If it is a simple customer transaction, simple lookups, you have to write like two to three functions and you’re pretty much good to start.

Because it lives in the Bedrock ecosystem as well, and when your model starts solving complex problems, you can put everything into the knowledge base and give it that memory of complex tasks that it has solved before. Or if you have a corpus of recordings from the past of support tickets or textual conversations, you can also put it into the knowledge base and help out the LLM to identify the situations a lot more easily.

Conclusion

Currently we are at a point where we’re experimenting with AI and seeing how it goes. But it’s not just experimentation

It’s just growing way more rapidly than what we expected. Just like how AI is reshaping how we do coding, it’s also reshaping the entire support industry irrespective of what industry we are targeting. Especially in a sensitive sector like hospitality and travel, we’re going to see a lot of improvements that are coming through where you just call a call center number and you’re able to book full-fledged packages to go on tours.
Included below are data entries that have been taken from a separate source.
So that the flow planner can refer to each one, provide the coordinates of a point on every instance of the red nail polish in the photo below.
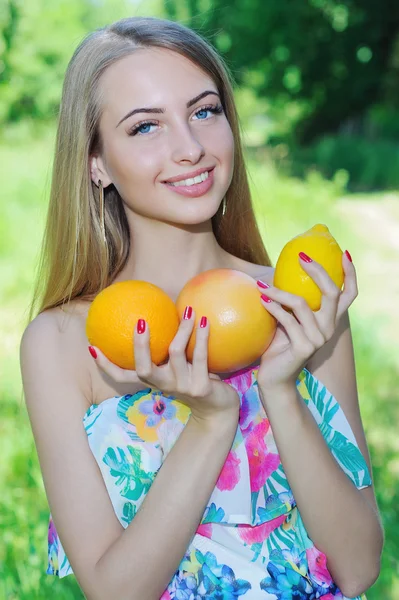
(305, 257)
(140, 326)
(188, 312)
(262, 284)
(92, 352)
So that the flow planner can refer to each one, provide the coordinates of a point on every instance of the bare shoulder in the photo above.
(55, 342)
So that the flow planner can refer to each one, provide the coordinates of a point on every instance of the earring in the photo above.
(102, 220)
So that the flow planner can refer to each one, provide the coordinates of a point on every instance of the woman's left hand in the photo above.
(302, 332)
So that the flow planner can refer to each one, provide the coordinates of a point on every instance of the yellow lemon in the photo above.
(319, 244)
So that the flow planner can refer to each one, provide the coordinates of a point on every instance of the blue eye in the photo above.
(214, 110)
(142, 128)
(203, 110)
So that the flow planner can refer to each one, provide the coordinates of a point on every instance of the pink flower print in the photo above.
(259, 533)
(242, 380)
(250, 409)
(230, 474)
(317, 562)
(262, 463)
(205, 529)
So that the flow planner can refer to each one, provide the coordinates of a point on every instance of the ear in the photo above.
(98, 171)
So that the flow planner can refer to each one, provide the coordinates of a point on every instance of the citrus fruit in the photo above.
(241, 329)
(113, 316)
(319, 244)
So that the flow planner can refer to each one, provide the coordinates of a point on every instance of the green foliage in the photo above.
(337, 57)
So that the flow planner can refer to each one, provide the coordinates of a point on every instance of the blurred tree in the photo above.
(334, 57)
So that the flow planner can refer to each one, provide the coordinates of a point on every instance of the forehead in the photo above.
(151, 77)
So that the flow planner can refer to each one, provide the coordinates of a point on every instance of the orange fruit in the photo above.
(241, 329)
(319, 244)
(113, 316)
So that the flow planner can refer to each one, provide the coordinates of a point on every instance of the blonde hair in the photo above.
(75, 262)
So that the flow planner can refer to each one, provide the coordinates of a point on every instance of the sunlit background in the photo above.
(317, 87)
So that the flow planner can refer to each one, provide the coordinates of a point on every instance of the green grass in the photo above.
(285, 207)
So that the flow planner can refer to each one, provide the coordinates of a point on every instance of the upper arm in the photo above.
(56, 401)
(334, 366)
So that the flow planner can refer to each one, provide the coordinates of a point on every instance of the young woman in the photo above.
(255, 483)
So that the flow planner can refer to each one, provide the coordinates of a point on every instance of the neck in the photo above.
(168, 255)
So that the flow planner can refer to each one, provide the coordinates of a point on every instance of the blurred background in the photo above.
(317, 87)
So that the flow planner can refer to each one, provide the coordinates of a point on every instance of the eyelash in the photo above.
(216, 110)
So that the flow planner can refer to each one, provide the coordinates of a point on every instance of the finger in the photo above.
(111, 369)
(330, 292)
(301, 310)
(177, 349)
(293, 328)
(142, 354)
(200, 371)
(350, 291)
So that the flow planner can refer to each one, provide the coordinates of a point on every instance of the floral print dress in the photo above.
(251, 542)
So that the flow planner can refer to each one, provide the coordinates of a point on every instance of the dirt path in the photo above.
(376, 223)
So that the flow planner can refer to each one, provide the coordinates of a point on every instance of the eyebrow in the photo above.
(162, 110)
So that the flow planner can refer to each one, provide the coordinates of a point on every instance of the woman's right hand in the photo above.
(207, 396)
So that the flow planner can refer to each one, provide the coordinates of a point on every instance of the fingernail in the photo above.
(203, 322)
(140, 326)
(262, 284)
(92, 352)
(188, 312)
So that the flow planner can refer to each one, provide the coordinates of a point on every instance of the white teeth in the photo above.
(193, 180)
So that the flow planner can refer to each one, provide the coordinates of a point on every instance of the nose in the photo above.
(185, 145)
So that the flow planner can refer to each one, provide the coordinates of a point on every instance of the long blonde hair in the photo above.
(75, 262)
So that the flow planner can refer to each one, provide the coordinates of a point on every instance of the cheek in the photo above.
(140, 163)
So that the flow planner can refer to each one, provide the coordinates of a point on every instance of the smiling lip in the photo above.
(196, 190)
(188, 175)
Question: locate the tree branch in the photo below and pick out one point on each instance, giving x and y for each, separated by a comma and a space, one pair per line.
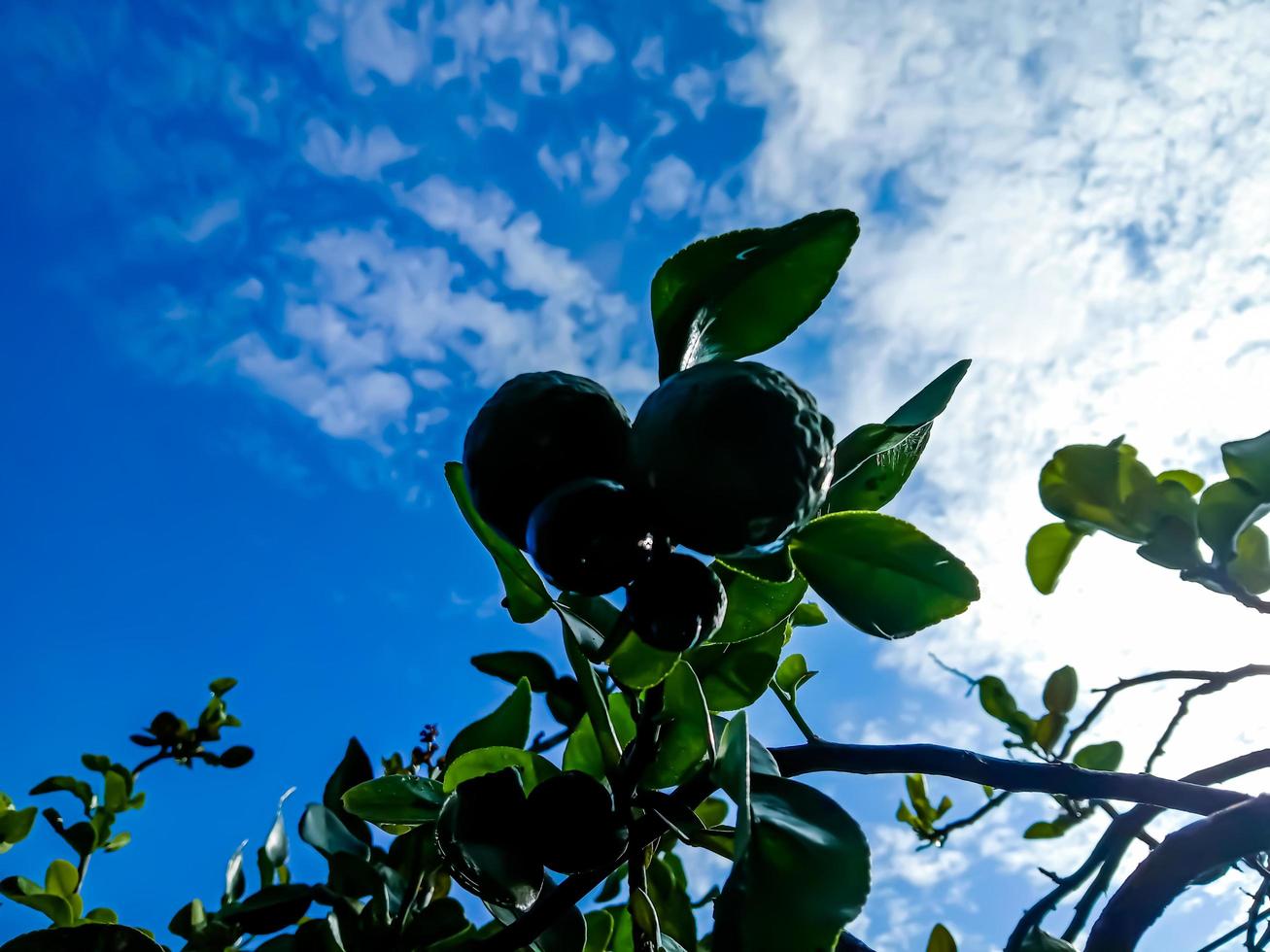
1112, 847
1004, 774
1161, 877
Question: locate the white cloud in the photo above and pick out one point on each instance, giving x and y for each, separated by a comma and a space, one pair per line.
597, 158
696, 87
380, 38
669, 188
649, 60
1081, 210
360, 156
212, 219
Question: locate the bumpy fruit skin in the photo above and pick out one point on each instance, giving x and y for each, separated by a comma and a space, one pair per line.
675, 602
590, 536
538, 431
573, 825
736, 456
480, 834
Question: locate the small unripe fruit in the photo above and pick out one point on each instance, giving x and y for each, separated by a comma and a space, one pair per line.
590, 536
735, 456
573, 825
538, 431
675, 602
That is where we’re heading to. The major blocker is going to be how you’re going to process and clean your data up. Once that is done, everything that comes on top of it is just putting the layers on top of it.

FAQS about How AI Calling Is Transforming Hospitality Support

1. What can AI calling automate in hospitality support services?

AI can automate almost each and every task of the hospitality support from booking a new flight to rescheduling, cancellation or answering simple FAQ queries.

2. Where do humans still shine in hospitality support?

When there are things like a customer wanting to complain or where there are emotions involved, maybe it could be an angry customer, or in cases where it’s your highest loyalty tier member, or if it’s a corporate booking where you need to do some negotiations, this is where humans still shine..

3. How does AI calling use customer data for personalization?

When a customer calls in, LLM takes their information from knowledge bases and CRM instantly. It goes through their property management system, looks at their loyalty tier and past transactions, and it could instantly come up with an offer. 

4. Can AI agents handle upsells in hospitality support?

A general notion that people carry right now is an AI agent cannot do upsells. But because of how context aware it is in each call, it can do upsells a lot faster and a lot more efficiently than humans do. If it is a purely statistically driven decision, like a data-driven decision, an LLM could easily do an upsell.

5. How does AI help with smart routing?

If a customer has a query and it involves some complex logic, an LLM could figure out that this is something beyond its reach and hand it off to the right human agent. In an IVR you have to wait for the whole decision tree to play out, but with an LLM it could identify the intent quickly and take you to the right person you need to talk to pretty much instantly.